Çalışma, özetle hudut hücreleri ile kanser hücreleri ortasındaki özel temasları (psödo-sinapslar) ortaya koyuyor. Prof. Dr. Güralp Ceyhan’a nazaran bu ilişkileri engellemek ise kanserin ilerlemesini durdurmak için yeni tedavi yollarının geliştirilmesine taban hazırlayabilir. Şayet kanser, sonlardan aldığı sinyallerle daha süratli büyüyorsa, bu sinyalleri kesen ilaçlar da ileride pankreas kanserinde kullanılabilir. Ayrıca bu yaklaşımın gelecekte kemoterapi üzere standart tedavilerle kombine edilerek tümörün tedaviye hassaslığını artırabileceği de belirtiliyor.

Erken Teşhis ve Şahsileştirilmiş Tedaviler İçin Umut

Çalışmanın, pankreas kanserinin daha erken teşhis edilmesi açısından da potansiyel taşıdığına dikkat çeken Prof.
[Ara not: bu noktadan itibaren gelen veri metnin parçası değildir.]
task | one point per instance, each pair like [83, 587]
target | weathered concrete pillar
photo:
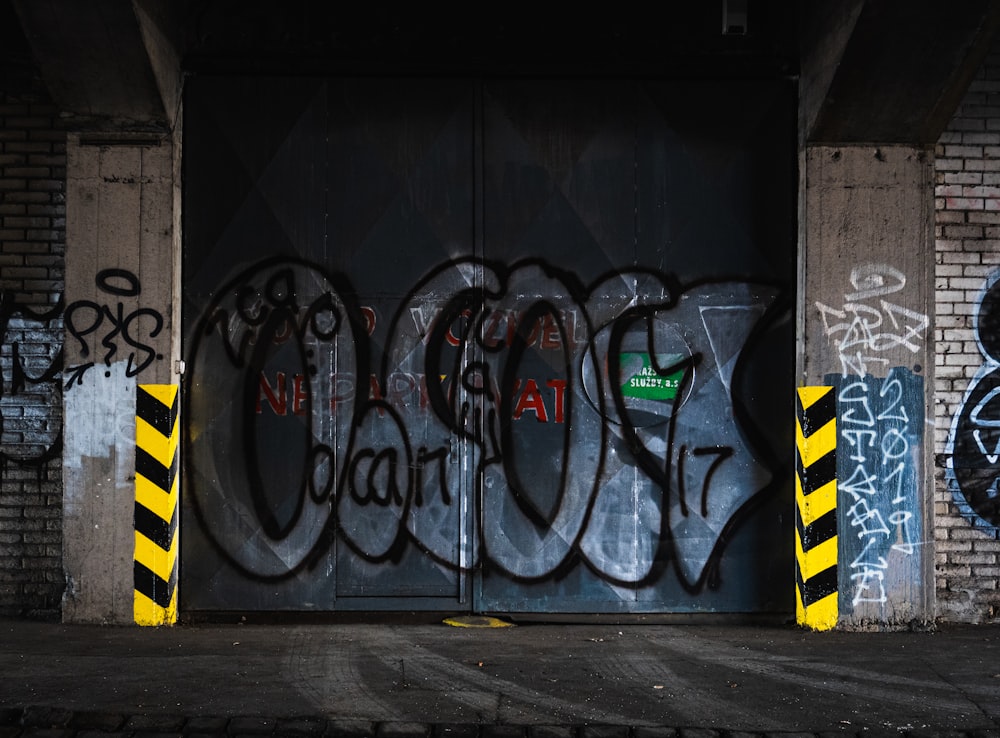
[866, 301]
[121, 329]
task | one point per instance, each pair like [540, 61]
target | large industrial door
[510, 346]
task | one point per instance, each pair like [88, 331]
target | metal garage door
[502, 345]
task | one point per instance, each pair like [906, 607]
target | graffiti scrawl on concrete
[598, 427]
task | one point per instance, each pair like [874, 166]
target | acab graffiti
[590, 425]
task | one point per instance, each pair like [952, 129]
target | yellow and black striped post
[156, 513]
[816, 602]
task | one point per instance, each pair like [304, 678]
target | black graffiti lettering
[467, 377]
[85, 317]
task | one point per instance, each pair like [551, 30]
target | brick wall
[32, 244]
[967, 200]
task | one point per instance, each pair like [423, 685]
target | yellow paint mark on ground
[477, 621]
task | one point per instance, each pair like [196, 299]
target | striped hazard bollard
[816, 603]
[156, 508]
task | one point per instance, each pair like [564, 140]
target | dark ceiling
[868, 70]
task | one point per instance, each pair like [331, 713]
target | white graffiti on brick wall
[868, 324]
[972, 468]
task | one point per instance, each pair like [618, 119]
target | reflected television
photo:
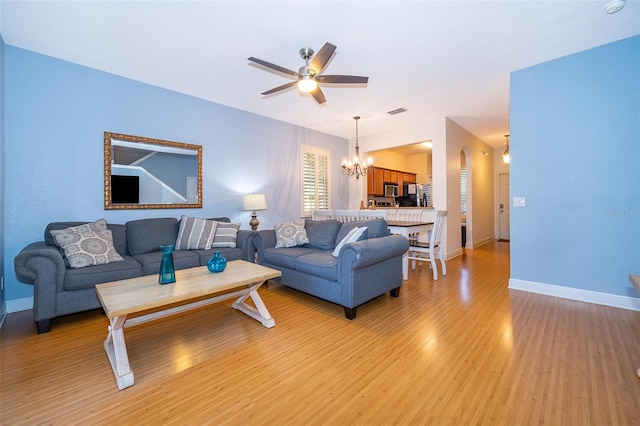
[125, 189]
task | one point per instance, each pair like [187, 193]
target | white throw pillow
[195, 233]
[86, 245]
[226, 235]
[351, 237]
[291, 234]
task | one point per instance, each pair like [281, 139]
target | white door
[503, 207]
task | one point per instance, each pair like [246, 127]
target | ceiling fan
[308, 76]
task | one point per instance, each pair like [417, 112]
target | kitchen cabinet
[409, 178]
[375, 181]
[378, 176]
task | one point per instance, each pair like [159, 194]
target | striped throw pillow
[226, 234]
[195, 233]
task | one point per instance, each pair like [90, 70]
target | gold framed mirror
[146, 173]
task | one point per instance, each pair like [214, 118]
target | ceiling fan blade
[277, 89]
[353, 79]
[318, 95]
[273, 66]
[319, 61]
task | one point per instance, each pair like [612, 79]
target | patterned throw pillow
[226, 235]
[291, 234]
[351, 237]
[195, 233]
[86, 245]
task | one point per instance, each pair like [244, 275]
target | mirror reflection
[146, 173]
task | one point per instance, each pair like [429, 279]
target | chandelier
[356, 167]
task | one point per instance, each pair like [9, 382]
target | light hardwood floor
[460, 350]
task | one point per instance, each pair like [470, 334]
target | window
[463, 190]
[315, 167]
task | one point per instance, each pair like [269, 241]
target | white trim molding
[623, 302]
[18, 305]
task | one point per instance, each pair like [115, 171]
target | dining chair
[323, 214]
[347, 215]
[419, 251]
[373, 214]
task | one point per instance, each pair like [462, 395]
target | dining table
[407, 229]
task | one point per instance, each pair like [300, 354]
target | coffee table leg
[260, 312]
[116, 350]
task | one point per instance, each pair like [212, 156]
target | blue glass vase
[167, 271]
[217, 263]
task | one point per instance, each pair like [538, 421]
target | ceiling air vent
[397, 111]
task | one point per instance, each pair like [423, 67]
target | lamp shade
[254, 202]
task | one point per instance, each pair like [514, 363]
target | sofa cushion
[320, 264]
[86, 245]
[376, 228]
[182, 259]
[88, 277]
[147, 235]
[285, 256]
[195, 233]
[291, 234]
[226, 235]
[354, 235]
[322, 233]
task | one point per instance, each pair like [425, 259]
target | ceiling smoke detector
[614, 6]
[397, 111]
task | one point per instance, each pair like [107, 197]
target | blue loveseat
[363, 270]
[61, 290]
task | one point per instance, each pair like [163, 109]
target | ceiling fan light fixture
[307, 84]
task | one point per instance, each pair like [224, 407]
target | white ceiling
[434, 58]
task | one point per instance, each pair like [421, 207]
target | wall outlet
[519, 202]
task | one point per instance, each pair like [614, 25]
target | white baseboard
[18, 305]
[623, 302]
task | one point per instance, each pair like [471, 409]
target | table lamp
[254, 202]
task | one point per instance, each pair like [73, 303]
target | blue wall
[55, 116]
[575, 156]
[2, 179]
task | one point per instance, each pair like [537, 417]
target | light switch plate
[519, 202]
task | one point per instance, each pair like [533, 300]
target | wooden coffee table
[193, 288]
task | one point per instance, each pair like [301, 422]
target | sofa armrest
[263, 240]
[42, 266]
[363, 253]
[244, 241]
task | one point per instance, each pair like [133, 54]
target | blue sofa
[60, 290]
[363, 270]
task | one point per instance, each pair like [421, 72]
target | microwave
[390, 190]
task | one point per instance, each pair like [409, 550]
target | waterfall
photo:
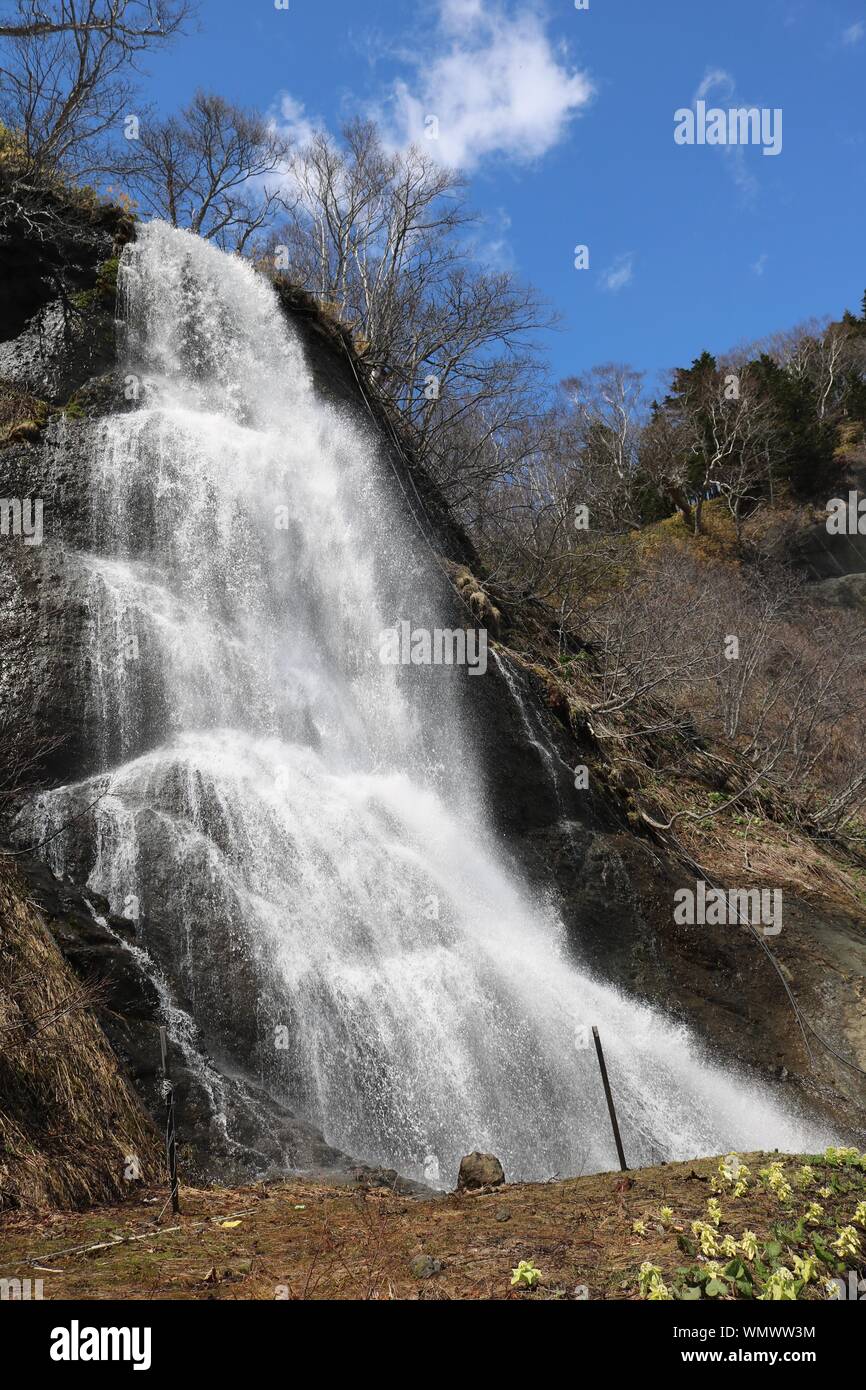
[302, 826]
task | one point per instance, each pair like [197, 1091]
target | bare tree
[67, 78]
[382, 238]
[207, 168]
[608, 412]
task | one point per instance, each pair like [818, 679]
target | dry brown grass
[68, 1121]
[303, 1240]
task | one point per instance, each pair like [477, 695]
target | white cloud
[495, 84]
[620, 274]
[292, 120]
[716, 78]
[720, 82]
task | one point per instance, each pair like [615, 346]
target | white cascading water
[307, 820]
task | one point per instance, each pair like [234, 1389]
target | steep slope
[581, 849]
[71, 1129]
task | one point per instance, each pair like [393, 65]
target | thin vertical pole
[171, 1141]
[609, 1098]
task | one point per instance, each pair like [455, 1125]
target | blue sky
[565, 121]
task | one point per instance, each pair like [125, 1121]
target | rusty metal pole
[171, 1141]
[609, 1098]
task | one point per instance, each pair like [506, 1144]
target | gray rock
[480, 1171]
[424, 1266]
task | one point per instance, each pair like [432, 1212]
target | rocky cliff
[610, 876]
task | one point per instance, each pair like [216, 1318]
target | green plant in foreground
[526, 1275]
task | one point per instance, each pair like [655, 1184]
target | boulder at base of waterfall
[424, 1266]
[480, 1171]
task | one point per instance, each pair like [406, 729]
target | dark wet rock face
[576, 847]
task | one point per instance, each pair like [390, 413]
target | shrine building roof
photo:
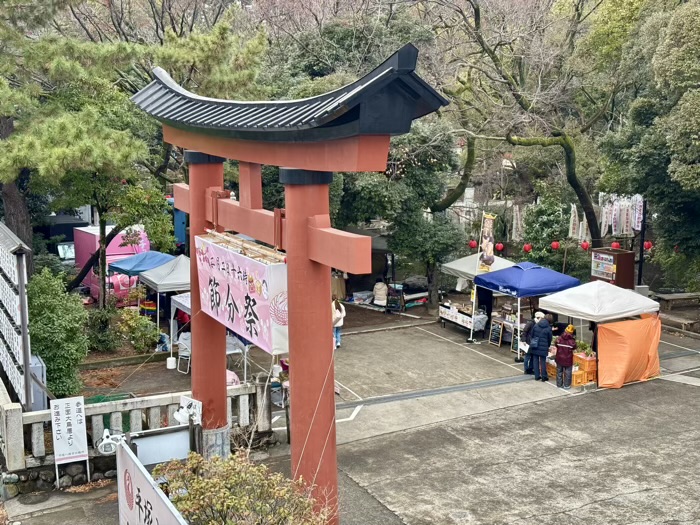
[383, 102]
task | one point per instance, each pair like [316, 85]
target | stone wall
[43, 479]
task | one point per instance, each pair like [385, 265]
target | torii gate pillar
[208, 335]
[306, 195]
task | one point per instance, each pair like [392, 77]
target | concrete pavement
[432, 430]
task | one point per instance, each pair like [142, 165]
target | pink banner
[246, 295]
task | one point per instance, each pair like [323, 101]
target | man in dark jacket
[527, 335]
[540, 341]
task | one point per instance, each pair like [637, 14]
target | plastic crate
[591, 376]
[101, 398]
[587, 364]
[578, 378]
[362, 297]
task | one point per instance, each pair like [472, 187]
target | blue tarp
[140, 262]
[526, 279]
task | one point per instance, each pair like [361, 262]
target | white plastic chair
[184, 353]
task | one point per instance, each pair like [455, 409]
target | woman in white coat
[338, 311]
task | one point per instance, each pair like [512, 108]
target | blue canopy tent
[525, 279]
[139, 263]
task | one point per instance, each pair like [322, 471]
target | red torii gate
[344, 130]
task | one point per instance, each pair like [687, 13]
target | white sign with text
[141, 502]
[69, 430]
[192, 406]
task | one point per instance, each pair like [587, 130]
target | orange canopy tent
[628, 350]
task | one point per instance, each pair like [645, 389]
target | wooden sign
[496, 334]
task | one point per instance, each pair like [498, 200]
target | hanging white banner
[141, 502]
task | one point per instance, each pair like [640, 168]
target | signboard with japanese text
[603, 266]
[192, 406]
[246, 295]
[14, 334]
[69, 430]
[486, 243]
[141, 502]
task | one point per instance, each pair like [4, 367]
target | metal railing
[140, 413]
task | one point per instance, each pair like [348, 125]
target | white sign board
[141, 502]
[68, 429]
[192, 406]
[14, 335]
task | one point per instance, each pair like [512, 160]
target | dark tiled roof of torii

Dr. Güralp Ceyhan, “Hasta biyopsilerinde GRIN2D seviyesinin yüksek olduğunu ve bunun tümör evreleriyle bağlantılı olduğunu gördük. Bu düzenek ileride erken teşhis yahut risk belirleme maksadıyla biyobelirteç olarak kullanılabilir. Kanserin sonlarla alakasını anlamak, hastalığın ne kadar süratli ilerleyeceğini öngörmede yeni biyobelirteçler sunabilir” diyor.

Prof. Dr. Güralp Ceyhan, araştırmanın şahsileştirilmiş tedaviler için de kapı araladığını vurgulayarak, “GRIN2D seviyesi yüksek olan hastaların, NMDA reseptör inhibitörleri üzere hedeflenmiş tedavilere aday olabileceğini düşünüyoruz. Sinir-kanser etkileşimleri birtakım hastalarda daha baskın olabilir. Bu hastaları belirleyip onlara özel tedaviler uygulanması mümkün hale gelebilir. Böylece tedavi seçimini daha bireye mahsus hale getirmek mümkün olabilir” formunda konuşuyor. 

Peki bu bulgular klinik uygulamaya ne vakit geçebilir? Prof. Dr. Güralp Ceyhan bu soruya şöyle cevap veriyor: “Bulgularımız, güvenlik profili bilinen ilaçların pankreas kanseri için tekrar kullanılabileceğini gösteriyor. Bu süreç hızlandırıcı bir avantaj. Fakat klinik uygulamaya taşınması için preklinik doğrulama ve faz I–II klinik çalışmalar gerekiyor. Hastaların bu gelişmeden faydalanmaya başlaması için birkaç yıl beklememiz gerekecek. Lakin gelişmeler önemli umut vaat ediyor.”